Last week, the federal district court in the District of Columbia ruled that the National Labor Relations Board (NLRB) has sufficient rulemaking authority under the National Labor Relations Act (NLRA) to require most private sector employers to post workplace notices that inform employees of their rights under the NLRA. The effective date for compliance with the NLRB rule, originally set for November 14, 2011, had been postponed to April 30, 2012 pending the court’s review. Many in the employer community, including the Coalition for a Democratic Workplace, challenged the rule and its enforcement provisions in court on multiple grounds.
The court said the NLRB could require the notice posting, but imposed some procedural limits on the NLRB's authority to penalize employers for not doing so. Under the rule, employers that fail to post the notice would be subject to unfair labor practice charge. In addition, the Board could toll the statutory six-month time limit employees/unions have to file unfair labor practices charges in other matters, under the theory that without the notice, employees would not be aware of their rights and could not file timely charges.
The court did nullify a number of enforcement actions in the NLRB rule. To begin with, the NLRB does not possess the authority to “make a blanket advance determination that an employer’s failure to post will always constitute an unfair labor practice.” As an alternative, the NLRB must make a specific finding based on the evidence and circumstances in an individual case that the failure to post actually interfered with employee rights under the NLRA. In addition, the NLRB has no authority to extend the time period (generally six months) set by Congress for filing unfair labor practice charges against an employer, simply because the employer has not posted the notice. The court declared each provision void and unenforceable.

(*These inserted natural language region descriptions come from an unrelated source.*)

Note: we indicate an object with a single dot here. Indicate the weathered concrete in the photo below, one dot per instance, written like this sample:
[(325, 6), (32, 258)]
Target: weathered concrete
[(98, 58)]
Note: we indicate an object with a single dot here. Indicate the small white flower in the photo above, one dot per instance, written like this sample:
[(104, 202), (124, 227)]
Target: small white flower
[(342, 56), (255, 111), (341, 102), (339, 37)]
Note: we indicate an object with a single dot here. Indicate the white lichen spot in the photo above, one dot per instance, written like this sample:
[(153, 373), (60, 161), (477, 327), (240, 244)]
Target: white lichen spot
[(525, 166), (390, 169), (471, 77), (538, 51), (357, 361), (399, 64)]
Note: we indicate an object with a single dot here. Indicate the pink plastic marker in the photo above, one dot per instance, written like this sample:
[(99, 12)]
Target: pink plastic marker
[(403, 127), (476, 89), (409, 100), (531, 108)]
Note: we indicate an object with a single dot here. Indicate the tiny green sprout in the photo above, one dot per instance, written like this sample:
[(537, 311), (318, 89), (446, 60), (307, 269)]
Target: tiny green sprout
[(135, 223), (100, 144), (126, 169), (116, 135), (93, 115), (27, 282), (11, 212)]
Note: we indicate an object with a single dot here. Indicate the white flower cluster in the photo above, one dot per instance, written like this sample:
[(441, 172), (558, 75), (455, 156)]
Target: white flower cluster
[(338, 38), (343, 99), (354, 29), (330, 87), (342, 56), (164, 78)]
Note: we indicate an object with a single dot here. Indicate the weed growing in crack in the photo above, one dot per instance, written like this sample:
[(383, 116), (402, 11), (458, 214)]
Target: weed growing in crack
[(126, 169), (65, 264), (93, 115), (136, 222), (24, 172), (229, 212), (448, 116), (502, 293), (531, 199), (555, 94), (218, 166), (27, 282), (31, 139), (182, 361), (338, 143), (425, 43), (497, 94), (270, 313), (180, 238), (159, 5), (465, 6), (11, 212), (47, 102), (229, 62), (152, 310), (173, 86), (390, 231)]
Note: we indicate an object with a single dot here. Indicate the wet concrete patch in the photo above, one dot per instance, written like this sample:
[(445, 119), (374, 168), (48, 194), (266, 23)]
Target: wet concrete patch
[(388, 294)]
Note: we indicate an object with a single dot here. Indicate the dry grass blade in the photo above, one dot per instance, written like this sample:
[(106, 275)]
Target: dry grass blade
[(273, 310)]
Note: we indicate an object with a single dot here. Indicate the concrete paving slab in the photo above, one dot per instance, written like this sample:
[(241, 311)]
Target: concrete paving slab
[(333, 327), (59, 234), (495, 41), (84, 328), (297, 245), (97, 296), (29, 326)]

Finally, the court affirmed as “valid” a part of the rule that allows the NLRB to consider an employer’s knowing and willful refusal to comply with posting requirements as evidence of the employer’s unlawful motive in a case. In the court’s opinion, the plaintiffs complaint did not “specifically challenge” this provision. It is likely that both sides will appeal this divided ruling. ASA, along with the Coalition for a Democratic Workplace continue to stand for commonsense solutions to managing the employer-employee relationship without the heavy-hand of the NLRB.